You’re probably thinking, “Hold up! Aren’t you the person that’s been hammering on about the importance of goals?”. And yes you’d be right. But figuring out your overall goals is only the first step.

Now you need to figure out the habits/ systems that’ll allow you to reach your goal. For example, if I want to be more consistent with my blogging, that statement only takes me so far.

If I break it down into systems/ habits it becomes:

  • I want to publish at least one blog post every week
  • I will curate ideas on my notebook / board throughout the week whenever I’m inspired
  • I’ll dedicate 1 hour on Monday and 1 hour on Wednesday towards writing.

Now ‘I want to become more consistent with blogging’ has gone from a vague statement to something specific but more importantly manageable.

When you are figuring out systems or habits to help you achieve your goals, always start small and build up.

It’s also nice for you to write down possible obstacles, why your goal is important to you and your reward/incentive when you achieve it.

4. Environment > Willpower

Honestly this is an Islamic principle that stands the test of time. When you are trying to grow or change, your environment trumps willpower. A lot of self-help psychology is directed towards banking on willpower. But willpower is a finite source. You could wake up in the morning and not have enough willpower to override years of ingrained habits. This then leads to a trip down the self blame and self criticism road.

Instead of relying on your willpower, start paying attention to your environment. What facilitates or hinders your goal? For instance, if eating healthy is one of your goals but your fridge is constantly stocked with junk food, in the words of my mother and African Mums out there, “Are you deceiving me or are you deceiving yourself?’

Through small actions, focus on nurturing an environment that sets you up to succeed. Don’t play yourself by ignoring the obvious.

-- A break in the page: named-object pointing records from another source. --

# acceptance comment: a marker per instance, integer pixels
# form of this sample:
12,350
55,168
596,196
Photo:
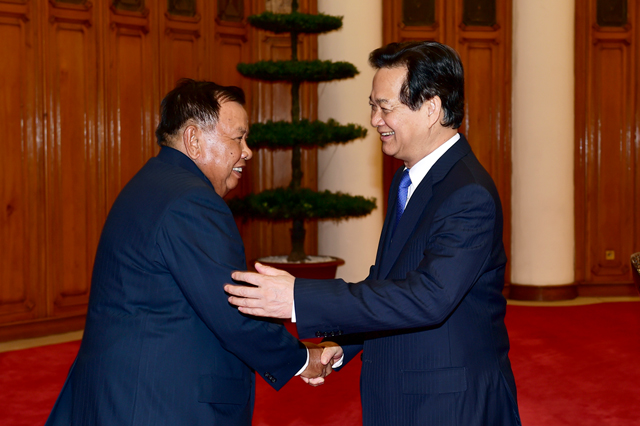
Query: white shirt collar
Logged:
422,167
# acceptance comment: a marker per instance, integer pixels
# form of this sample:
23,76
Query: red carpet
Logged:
577,365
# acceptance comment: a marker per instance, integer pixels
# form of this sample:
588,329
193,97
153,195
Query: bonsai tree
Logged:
295,203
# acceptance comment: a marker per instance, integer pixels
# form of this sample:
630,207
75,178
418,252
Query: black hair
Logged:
193,100
433,69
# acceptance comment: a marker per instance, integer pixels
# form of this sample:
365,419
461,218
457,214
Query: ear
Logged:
434,110
191,142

5. Get an Accountability Buddy

This is the ultimate game changer! And it’s also my advice for people like me who struggle with willpower and self discipline. Can you guess the word I’m trying to avoid here? Don’t worry, I’m in the same boat as you.

Finding someone to hold you accountable will help you to stay on track and keep motivated. Let’s be honest, talking about your goal with someone else makes it more real. And I have to say, it’s such a beautiful thing to have someone support you with your goals and to be a part of someone else’s journey.

But you need a bit of experimenting before you find your ‘person’ and a method that works for you. For me, I text a friend every Saturday on my progress towards get a high paying Data Analyst job. Notice how I’m claiming what I want? There’s a whole different discussion on why we shy away from expressing what we truly want whether that’s in our goals or in our prayers. I could have just written ‘I want a Data Analyst Job’ but that wouldn’t capture by aspiration. In sha Allah, I’ll cover this topic in another post.

My habit breakdown (step three) is 4 hours of studying/ practice everyday (20 hours a week) because I’m learning technical skills. In the three weeks since I’ve started with my buddy, my numbers have fluctuated from 12 to 4 to 7 hours.

But remember my number one tip: “Small puddles eventually turn into an ocean.”

Small progress is still progress and I’m learning and adjusting accordingly.

Honestly, the best advice to cap it all off is to be joyful through the process. Celebrate your wins, make lots of dua and ask Allah swt for his help throughout. Put in effort and don’t be afraid to fail or make mistakes.

May Allah swt make this a blissful year for us all Ameen.

I pray that you benefited from this post and I would love to hear your thoughts in the comment section. How do you approach goal setting? What are your goals for 2021?